Можно отправиться в Объединённую службу организации досуга войск и отлично провести время, не занимаясь ничем. Либо можно заняться чем-то другим. Можно играть в азартные игры. Можно пить. Можно плясать на дискотеке с наёмными партнёрами, которые могли, а могли не быть, доступны для оказания дополнительных услуг. Можно отправиться в бесчисленные стрип-клубы — японские женщины, хоть большинство из них отнюдь не грудастые, гораздо меньше переживали по поводу наготы, чем их американские сёстры. Либо можно отправиться в бордель. Как и везде, качество услуг там зависело от того, сколько вы готовы потратить.

Военная полиция и береговые патрульные делали всё, чтобы к весельям и играм солдат США не добавились драки. Также они были настороже по поводу тех твердолобых япошек, которые продолжали желать убивать американцев и спустя два года после капитуляции. Япошкам, которые не служили в Конституционной гвардии или полиции, стрелковое оружие не полагалось. Майк знал, насколько ничтожной была надежда на это. Накануне американского вторжения, японские власти вооружили столько народу на Японских островах, сколько было можно. Можно было без каких бы то ни было проблем заполучить на руки всё, от жалких мушкетов с чёрным порохом, до "Арисак" и ручных пулемётов "Тип 11".

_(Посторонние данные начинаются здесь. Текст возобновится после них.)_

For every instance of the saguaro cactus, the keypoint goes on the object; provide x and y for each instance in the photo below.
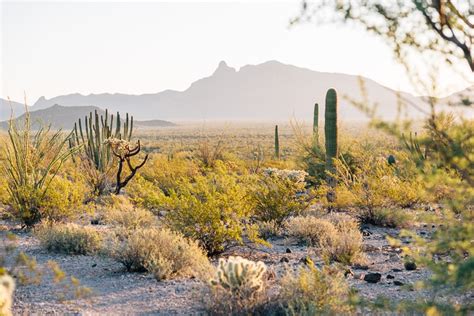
(330, 132)
(277, 143)
(92, 137)
(316, 125)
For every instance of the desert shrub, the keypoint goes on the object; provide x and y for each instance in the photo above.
(313, 291)
(387, 217)
(214, 209)
(63, 199)
(31, 162)
(269, 229)
(375, 183)
(314, 231)
(337, 236)
(237, 288)
(69, 238)
(162, 252)
(279, 194)
(120, 212)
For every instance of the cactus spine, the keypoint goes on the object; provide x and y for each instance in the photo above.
(316, 126)
(330, 133)
(277, 143)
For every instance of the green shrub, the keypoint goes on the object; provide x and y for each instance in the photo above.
(313, 291)
(337, 236)
(279, 194)
(119, 212)
(162, 252)
(69, 238)
(31, 162)
(214, 209)
(314, 231)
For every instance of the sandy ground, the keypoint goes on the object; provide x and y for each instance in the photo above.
(116, 292)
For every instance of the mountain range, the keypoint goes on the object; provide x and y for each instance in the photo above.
(64, 117)
(268, 91)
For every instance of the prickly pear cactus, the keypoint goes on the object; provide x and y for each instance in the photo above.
(240, 276)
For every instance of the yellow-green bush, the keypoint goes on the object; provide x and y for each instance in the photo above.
(337, 236)
(279, 194)
(162, 252)
(69, 238)
(214, 209)
(119, 212)
(313, 291)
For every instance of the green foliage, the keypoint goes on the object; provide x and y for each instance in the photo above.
(279, 194)
(213, 209)
(277, 143)
(69, 238)
(337, 236)
(162, 252)
(237, 287)
(97, 154)
(32, 159)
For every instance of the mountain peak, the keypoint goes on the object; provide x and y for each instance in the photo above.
(223, 68)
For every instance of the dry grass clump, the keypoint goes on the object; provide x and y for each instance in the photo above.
(69, 238)
(337, 236)
(313, 291)
(237, 287)
(387, 217)
(314, 231)
(162, 252)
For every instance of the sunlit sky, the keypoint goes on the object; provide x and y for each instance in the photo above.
(54, 48)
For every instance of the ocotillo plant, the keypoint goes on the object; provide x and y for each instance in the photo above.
(92, 138)
(316, 126)
(277, 143)
(330, 131)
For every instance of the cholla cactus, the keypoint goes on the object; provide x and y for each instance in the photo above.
(240, 276)
(7, 287)
(297, 176)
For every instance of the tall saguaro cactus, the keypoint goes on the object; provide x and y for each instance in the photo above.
(92, 138)
(277, 143)
(316, 126)
(330, 133)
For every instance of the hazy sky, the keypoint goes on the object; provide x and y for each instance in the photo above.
(54, 48)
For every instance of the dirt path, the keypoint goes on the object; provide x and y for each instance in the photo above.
(116, 292)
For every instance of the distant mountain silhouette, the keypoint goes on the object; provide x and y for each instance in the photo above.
(64, 117)
(6, 108)
(268, 91)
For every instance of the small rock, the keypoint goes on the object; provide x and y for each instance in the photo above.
(371, 248)
(410, 265)
(306, 260)
(360, 267)
(372, 277)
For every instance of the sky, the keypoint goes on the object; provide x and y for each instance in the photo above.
(55, 48)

Ещё на руки можно было получить такие штуки, которые американцы прозвали наколенными миномётами. Буквально с колена из них стрелять нельзя, однако из них можно запускать маленькие бомбочки дальше, чем на километр. Время от времени япошки из пригородов постреливали по ярким огням на берегу. Ничего, кроме беспокойства они не доставляли — до тех пор, пока вы не окажетесь рядом с падающей бомбой. Американцы редко кого-то ловили. Наколенные миномёты можно было легко припрятать.

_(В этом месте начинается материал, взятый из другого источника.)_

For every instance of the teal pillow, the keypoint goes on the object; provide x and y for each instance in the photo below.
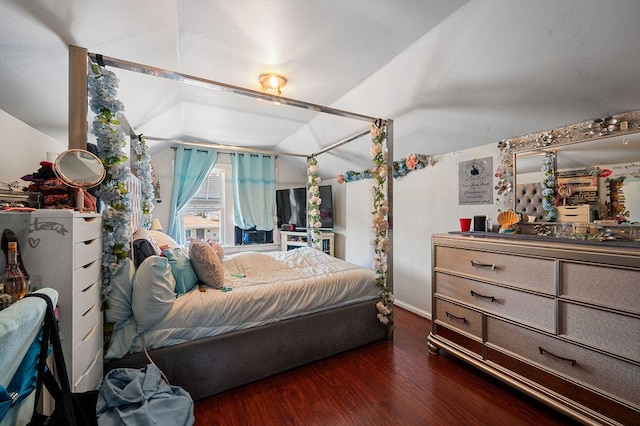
(181, 269)
(119, 303)
(153, 291)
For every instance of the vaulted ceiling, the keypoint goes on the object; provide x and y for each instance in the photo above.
(452, 74)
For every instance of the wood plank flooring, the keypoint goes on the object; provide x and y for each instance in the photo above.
(386, 383)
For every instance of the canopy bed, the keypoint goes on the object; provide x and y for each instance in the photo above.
(220, 359)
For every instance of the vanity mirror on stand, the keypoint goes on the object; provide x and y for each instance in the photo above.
(586, 173)
(79, 169)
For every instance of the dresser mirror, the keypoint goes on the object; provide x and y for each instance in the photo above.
(80, 169)
(595, 163)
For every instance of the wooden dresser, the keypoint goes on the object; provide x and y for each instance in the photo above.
(559, 321)
(62, 249)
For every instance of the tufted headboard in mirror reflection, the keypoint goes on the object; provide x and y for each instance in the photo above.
(607, 149)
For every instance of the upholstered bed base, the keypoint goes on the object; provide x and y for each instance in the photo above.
(212, 365)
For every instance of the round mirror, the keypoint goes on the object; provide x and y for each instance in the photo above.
(80, 169)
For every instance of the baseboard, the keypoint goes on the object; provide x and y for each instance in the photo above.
(412, 309)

Пока Майк и Дик находились в Токусиме, по городу никто не стрелял. Днём было горячо и душно; почти как в Нью-Йорке летом. Ночью было тепло и душно. Большинство закусочных на берегу предлагали гамбургеры и хот-доги, либо стейки, если хватало денег.

Однако можно было найти и японскую еду. Там, куда они с Диком ходили, Майк оказался единственным круглоглазым. Он неплохо управился с хаси, отчего девчонка-официантка удивлённо хихикнула. Когда сюда приходили американцы, вместо палочек они обычно просили вилки. В промежутке между порциями суши, Майк произнёс:

— До того как пересечь Тихий океан, я бы никогда не прикоснулся к сырому осьминогу, сырой рыбе или к морскому ежу. Полагаю, теперь я в этом разбираюсь лучше.

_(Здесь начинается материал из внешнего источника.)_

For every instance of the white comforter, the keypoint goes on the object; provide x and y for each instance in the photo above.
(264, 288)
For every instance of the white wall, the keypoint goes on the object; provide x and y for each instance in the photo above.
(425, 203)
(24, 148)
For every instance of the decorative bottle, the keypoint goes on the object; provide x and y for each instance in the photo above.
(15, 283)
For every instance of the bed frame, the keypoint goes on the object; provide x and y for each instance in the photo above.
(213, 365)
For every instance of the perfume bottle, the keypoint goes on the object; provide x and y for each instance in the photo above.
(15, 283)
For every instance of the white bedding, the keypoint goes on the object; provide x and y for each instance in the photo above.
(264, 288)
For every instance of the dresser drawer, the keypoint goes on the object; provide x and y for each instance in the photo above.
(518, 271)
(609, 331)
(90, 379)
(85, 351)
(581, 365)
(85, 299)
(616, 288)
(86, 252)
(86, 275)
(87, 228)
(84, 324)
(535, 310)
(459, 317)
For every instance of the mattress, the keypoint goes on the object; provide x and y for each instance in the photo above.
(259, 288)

— В Лос-Анджелесе мы, в основном, ели американскую еду, — сказал Дик. — Не считая риса — мама всегда готовила клейкий рис. Но, да, это тоже весьма неплохо.

Майк поднял пустой стакан.

— Biru, domo[206]. — И тут же перешёл на английский: — Пиво отлично всё смоет.

— Это точно, — сказал Сиракава.

Они предавались и иным удовольствиям, и четыре дня спустя вернулись в Вакаяму, с облегчёнными кошельками, но сытыми и довольными. Майк взял под расписку джип на автобазе, и вместе с Диком отправился на север, обратно к реке Агано и всё более беспокойной демилитаризованной зоне. Дорожное движение практически полностью состояло из джипов и грузовиков. Это было хорошо. До оккупации у япошек было правостороннее движение, как в Британии. Порой, особенно, когда они решали проявить высокомерие, они забывали, что правила поменялись. Столкновения лоб-в-лоб с американскими машинами случались весьма регулярно.

Над их головами, на север с рёвом пронеслось звено "F-80"[207]. Через несколько минут мимо пролетело ещё несколько самолётов.

— Интересно, что стряслось, — произнёс Дик Сиракава.

— Хер бы знал, — ответил Майк. — Чёрт, эти реактивные самолёты такие шумные! От одного их звука мне хочется бросить джип и нырнуть в окоп. Если не знать, что это, от шума пугаешься так, что хочется сдаться.

Они, по-прежнему, находились южнее Токио, когда застряли позади колонны танков. "Шерманы", и несколько новых моделей, более тяжёлых "Першингов", направлялись на север. Движение в южном направлении было достаточно плотным, чтобы Майк и не думал о том, чтобы выехать на встречную полосу и объехать колонну. Благодаря поворотам, было видно, что она длинная. Вместо этого он злился, ковыляя не более двадцати пяти километров в час.

На перекрёстке военный полицейский помахал джипу через плечо.

— Предъявите документы, оба! — пролаял он.

Он едва ли не целился в Дика Сиракаву из "М-1". Его взвинтил вид японца в американской форме, пусть её и носили почти все в Конституционной гвардии. Оба документа он изучил с микроскопическим тщанием, причём, бумаги Дика тщательнее, чем бумаги Майка.

Наконец, Майку это надело, и он спросил:

— Короче, что случилось?

Военный полицейский уставился на него.

— Вы, что, не слышали?

— Нихера я не слышал, мужик. Если б слышал, стал бы тебя спрашивать?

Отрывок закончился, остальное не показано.